I'm taking a break from my Raptors, and painting some Orks. It originally started with 2 War bosses I painted. I decided to make them twins, and built an army around them. Each model is painted different, and is converted slightly to personalize it.

Warboss: Nobfang Gitkicker

















Warboss: Durfang Gitkicker

















Durfang's Face Eating Squig, Skulpta that I'm using as a "counts as" Attack Squig. He was built with misc Chaos bits.

















Big Mek: Big Dick Dastardly with KFF

















Later I'll post Nobz and Deffkoptas.

*EDIT: Here's some Deffkoptas*

Deffkopta: Fool Fighta

























Deffkopta: Cap'n Stabbin

























Deffkopta: Whirly Bird


----------



## Ring Master "Honka" (Oct 31, 2011)

hey these are good only thing i would say is Durfang Gitkickers choppa arm could do with some Green stuff at the top to fill the gap.


----------



## Fiddlestix (Mar 21, 2013)

Yea, I see that now. lol I melted the pieces to fit, but I guess I left the pin in his arm a little too long. xD Thanks, I probably would not have noticed it. Gonna fix it now good an proppa.

EDIT: I'm so happy with how these Nobz turned out. It's a shame that my pics don't display my shading properly.










Bad Moon









Painboy









Goff









Blood Axe









Death Skull

















Snakebite









Evil Sun









Goff









Blood Axe


----------



## Fiddlestix (Mar 21, 2013)

Finished a unit of 20 Shoota Boyz and a unit of 20 Slugga Choppa Boyz. Pictures incoming later today if anyone cares. lol 

I have a unit of 20 Slugga Choppa Boyz, another unit of 12 Slugga Choppa Boyz, a Trukk, a Battlewagon, 3 Killa Kanz, a unit of 10 Lootas, another unit of 10 Lootas, a unit of 10 Burna Boyz, and 5 Kommandos left to paint. I also need to buy or convert everything on that list except the Slugga Choppa Boyz and the Trukk. Fuck me sideways with the Emperor's walking stick.

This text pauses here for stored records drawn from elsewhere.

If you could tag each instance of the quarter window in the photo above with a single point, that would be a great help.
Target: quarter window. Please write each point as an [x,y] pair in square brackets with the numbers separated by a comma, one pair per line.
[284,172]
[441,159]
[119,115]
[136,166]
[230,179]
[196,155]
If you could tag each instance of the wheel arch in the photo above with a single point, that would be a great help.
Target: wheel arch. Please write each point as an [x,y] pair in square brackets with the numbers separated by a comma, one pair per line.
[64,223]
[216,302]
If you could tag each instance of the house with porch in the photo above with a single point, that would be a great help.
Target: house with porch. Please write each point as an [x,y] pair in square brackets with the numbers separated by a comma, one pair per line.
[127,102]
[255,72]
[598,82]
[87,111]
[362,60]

I'm also posting my army list on the 40k Ork list thread for review.


----------



## Fiddlestix (Mar 21, 2013)

UPDATE!!!

Painted the last couple models that I entered into the Conversion Deathmatch and made an Ammo Runt for Nobfang.

Weirdboy/Warphead

















Nob

















Ammo Runt


----------



## Fiddlestix (Mar 21, 2013)

I've begun painting my conversion for the January Conversion Deathmatch, as well as some Killa Kans. I'm going to post WIP pics throughout the whole process. Here are some before pics.

*Deff Dread*

























*Kans*









STEP 1: The first thing I did was paint everything Scab Red.

















STEP 2: Then I drybrushed with Chainmail.

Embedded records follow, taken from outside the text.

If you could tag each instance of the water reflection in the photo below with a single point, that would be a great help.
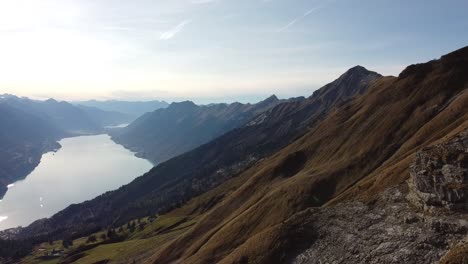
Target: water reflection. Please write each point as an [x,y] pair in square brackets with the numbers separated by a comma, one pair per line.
[82,169]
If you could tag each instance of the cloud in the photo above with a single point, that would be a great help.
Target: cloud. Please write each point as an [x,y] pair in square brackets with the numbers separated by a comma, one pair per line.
[174,31]
[197,2]
[297,19]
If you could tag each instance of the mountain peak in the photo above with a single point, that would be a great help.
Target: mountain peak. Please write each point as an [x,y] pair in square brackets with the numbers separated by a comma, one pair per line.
[358,69]
[272,98]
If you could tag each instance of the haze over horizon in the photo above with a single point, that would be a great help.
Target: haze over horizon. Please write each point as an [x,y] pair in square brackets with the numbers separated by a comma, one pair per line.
[213,50]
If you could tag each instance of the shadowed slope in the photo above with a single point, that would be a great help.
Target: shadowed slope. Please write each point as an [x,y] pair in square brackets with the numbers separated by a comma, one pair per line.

STEP 3: When this was dry I washed generously with Gryphonne Sepia.

















STEP 4: Covered EVERYTHING in hairspray. No pics, sorry. I forgot to take them. DOH!









STEP 5: Airbrushed all the pieces with Iyanden Darksun. (If you are treating this as a tutorial, you can use any thick colour. I like yellow.)

















STEP 6: Airbrushed Highlights with Bad Moon Yellow.

















STEP 7: I applied water to the areas where I wanted the scratches to be. This penetrated the outer layer of paint to the hairspray, and cause it to flake off. I used my fingers and toothpicks to scratch the models. It flaked off easier than I expected, and I'm kind of worried that I may have put too many scratches. We'll have to see if it looks better once they are done.


----------